Он стряхивает крупицы махорки с тяжелого живота, опоясанного тонюсеньким кавказским ремешком, вздергивает подпругу своей лошади и с удивительной легкостью взлетает в седло.
— Погодите, товарищ, мы зараз обернемся.
Тихо кругом, лишь стрекочут, не видно где, пичуги да шелестит в ушах, вроде посвистывает прутом ветер. Табун мирно пасется. Сейчас конец лета, и жеребцы уже отбиты от маток. Но с зимы, целиком всю весну, во главе каждого косяка ходит вожак-жеребец. Он самолично пасет своих жен, самолично гонит их на водопой, в знойные дни направляет их на бугор, где тянет свежим ветром. В ненастную ночь, когда испуганные подозрительным шелестом матки шарахнутся, сбивая жеребят, он бросается в темноту, свирепо оскалившись, пробегает по бурьянам, ища залегшего волка.
На восходе багряный от зари простор оглашается звенящим ржанием сосунков. Выгнув хвостики-гребешки, пританцовывают они возле маток, а косячник смотрит и знает: в жилах каждого бьется его собственная отцовская кровь.

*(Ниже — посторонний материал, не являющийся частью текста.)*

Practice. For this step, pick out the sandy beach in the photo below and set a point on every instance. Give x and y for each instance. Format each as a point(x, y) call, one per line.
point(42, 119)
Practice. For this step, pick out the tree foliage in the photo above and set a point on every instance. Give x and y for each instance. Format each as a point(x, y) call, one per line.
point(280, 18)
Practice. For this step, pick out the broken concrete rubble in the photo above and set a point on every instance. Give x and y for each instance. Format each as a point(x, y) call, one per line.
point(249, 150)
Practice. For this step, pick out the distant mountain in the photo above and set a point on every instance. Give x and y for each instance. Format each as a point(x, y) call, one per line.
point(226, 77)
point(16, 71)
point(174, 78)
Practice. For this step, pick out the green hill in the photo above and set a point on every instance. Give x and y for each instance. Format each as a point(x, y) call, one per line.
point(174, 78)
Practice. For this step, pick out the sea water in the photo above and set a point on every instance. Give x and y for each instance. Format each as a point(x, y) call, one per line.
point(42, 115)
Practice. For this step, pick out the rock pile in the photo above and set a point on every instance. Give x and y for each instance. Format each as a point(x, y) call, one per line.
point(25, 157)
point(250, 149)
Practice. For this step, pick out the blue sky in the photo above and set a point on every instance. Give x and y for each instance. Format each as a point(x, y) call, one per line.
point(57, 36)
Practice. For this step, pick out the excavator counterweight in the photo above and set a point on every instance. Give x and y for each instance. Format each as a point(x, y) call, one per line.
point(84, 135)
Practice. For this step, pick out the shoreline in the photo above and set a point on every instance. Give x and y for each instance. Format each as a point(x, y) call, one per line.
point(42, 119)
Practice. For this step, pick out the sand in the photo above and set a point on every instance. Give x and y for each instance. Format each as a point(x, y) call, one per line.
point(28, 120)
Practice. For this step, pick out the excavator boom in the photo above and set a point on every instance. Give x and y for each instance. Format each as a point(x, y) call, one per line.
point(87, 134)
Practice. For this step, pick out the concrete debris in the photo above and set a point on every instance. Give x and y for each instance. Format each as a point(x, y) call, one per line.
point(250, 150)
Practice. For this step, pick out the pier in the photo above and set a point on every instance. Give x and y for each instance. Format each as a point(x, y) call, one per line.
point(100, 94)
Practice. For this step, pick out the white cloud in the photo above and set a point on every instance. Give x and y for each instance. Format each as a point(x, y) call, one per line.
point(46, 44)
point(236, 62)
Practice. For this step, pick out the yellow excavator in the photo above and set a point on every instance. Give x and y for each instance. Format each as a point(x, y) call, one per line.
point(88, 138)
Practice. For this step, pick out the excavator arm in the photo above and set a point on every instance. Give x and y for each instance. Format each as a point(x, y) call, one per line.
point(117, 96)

Вокруг степь… От многих веков она диктовала жеребцу свои законы. Деспотичен жеребец. Недреманным, выпуклым, наглым оком наблюдает за каждой маткой — ни одной не позволит отойти от косяка, а если оторвется какая в сторону, обходит ее с поля и, злобно ощерившись, до самой земли пригнув голову, по-змеиному шипит, гонит на место. Разве только совсем неопытная кобыла решится упорствовать… С прыжка бросается жеребец, жестоко ударяет зубами. Чужую, неосторожно прибившуюся лошадь подчас трудно спасти от жеребца: поднявшись на дыбы, он идет на нее, гребя в воздухе острыми передними копытами.
Даже верховому опасна встреча с жеребцом. Ослепленный, он, храпя, мчится на всадника, и лучшее спасение — не мешкая соскочить с седла, выйти вожаку навстречу, загораживая собою лошадь; на двуногого хозяина степняк не поднимет копыта…
Долго нет Мещеряка. Я сижу так неподвижно, что лошади приближаются совсем вплотную, наклоняют головы, смотрят и отходят, забывая о присутствии чужого.
Здесь, на воле, где движения лошадей так же свободны, как плывущее в высоте облачко, увидишь такие повороты и положения, которых и представить себе нельзя, наблюдая городскую лошадь в упряжке.
Вот поодаль жеребая, крупная, как гора, матка легла на живот, по-собачьему вытянула вперед шею и трется подбородком о траву. Другая, стоя на трех ногах, копытом задней задумчиво почесывает за ухом, а жеребенок, повернувшись к ней задом, делает вид, что хочет ударить. Пугает.
Неподалеку от меня, по-киргизски ссутулясь в седле, сидит старик табунщик.
— Андрей Иваныч! — кричу я. — Вы давно здесь, на отделении, живете?
Андрей Иванович шевелит поводом, подъезжает ближе.